I'll expand these lists as I go, but my guess right now is that I'll continue to jump between GNOME and Xfce. I haven't tried Cinnamon recently, and I might want to get behind that wheel soon.

Application notes

  • Even in Xfce, I use GNOME's Gedit text editor and would continue to do so even if I moved fully to Xfce. Xfce's Mousepad is too primitive. Despite my preference for Gedit, I'm working on improving my Vim skills.
  • I'm also using VLC instead of Totem most of the time to watch video.

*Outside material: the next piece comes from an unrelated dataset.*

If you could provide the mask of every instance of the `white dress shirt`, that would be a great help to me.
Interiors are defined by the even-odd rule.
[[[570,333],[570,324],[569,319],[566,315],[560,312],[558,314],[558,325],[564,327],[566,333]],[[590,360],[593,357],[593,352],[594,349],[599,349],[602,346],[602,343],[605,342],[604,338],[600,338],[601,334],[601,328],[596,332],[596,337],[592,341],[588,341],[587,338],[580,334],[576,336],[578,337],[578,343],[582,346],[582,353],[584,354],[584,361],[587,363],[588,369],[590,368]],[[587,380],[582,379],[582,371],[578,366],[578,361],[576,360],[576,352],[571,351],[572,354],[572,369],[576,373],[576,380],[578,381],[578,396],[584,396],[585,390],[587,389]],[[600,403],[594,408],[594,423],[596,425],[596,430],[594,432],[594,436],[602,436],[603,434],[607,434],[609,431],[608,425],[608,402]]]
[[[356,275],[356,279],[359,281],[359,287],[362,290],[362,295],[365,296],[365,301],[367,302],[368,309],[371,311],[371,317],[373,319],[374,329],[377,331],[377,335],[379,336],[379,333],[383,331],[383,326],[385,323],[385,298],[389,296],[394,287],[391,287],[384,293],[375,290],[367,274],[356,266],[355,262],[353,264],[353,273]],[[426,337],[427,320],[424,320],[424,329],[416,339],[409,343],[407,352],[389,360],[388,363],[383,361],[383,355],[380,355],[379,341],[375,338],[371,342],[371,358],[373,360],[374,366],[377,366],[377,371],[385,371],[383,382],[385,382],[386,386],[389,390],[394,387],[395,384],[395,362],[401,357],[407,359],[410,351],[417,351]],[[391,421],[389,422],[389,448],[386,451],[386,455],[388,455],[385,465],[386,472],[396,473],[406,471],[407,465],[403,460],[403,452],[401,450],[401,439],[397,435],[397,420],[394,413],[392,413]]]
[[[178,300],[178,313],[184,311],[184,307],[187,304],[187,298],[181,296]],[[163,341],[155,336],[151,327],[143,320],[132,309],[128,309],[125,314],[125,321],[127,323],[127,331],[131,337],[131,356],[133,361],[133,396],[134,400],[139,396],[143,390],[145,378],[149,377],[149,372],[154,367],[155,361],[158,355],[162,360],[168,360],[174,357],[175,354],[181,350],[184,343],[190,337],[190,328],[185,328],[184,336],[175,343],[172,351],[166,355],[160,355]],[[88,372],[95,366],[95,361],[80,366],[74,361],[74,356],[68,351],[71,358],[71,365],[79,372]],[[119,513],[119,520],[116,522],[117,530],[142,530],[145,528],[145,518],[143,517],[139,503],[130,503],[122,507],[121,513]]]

I need the volume-boost feature that VLC provides, and the "can't pause the video while in full-screen mode" bug in Totem annoys me.
  • I do use Xfce's Terminal when I'm in Xfce and GNOME's Terminal in GNOME.
  • I prefer Xfce's Ristretto image viewer over what GNOME ships, and I use Ristretto even in GNOME.
  • As I noted above, the Screenshot utility in Xfce is light years better than the screenshot functionality in GNOME 3.
  • I also mentioned that I use the Gigolo filesystem-mounting tool even in GNOME because Nautilus isn't terribly reliable in terms of keeping connections going and restarting them once they've dropped.
  • Dropbox works well in both GNOME and Xfce. That I like.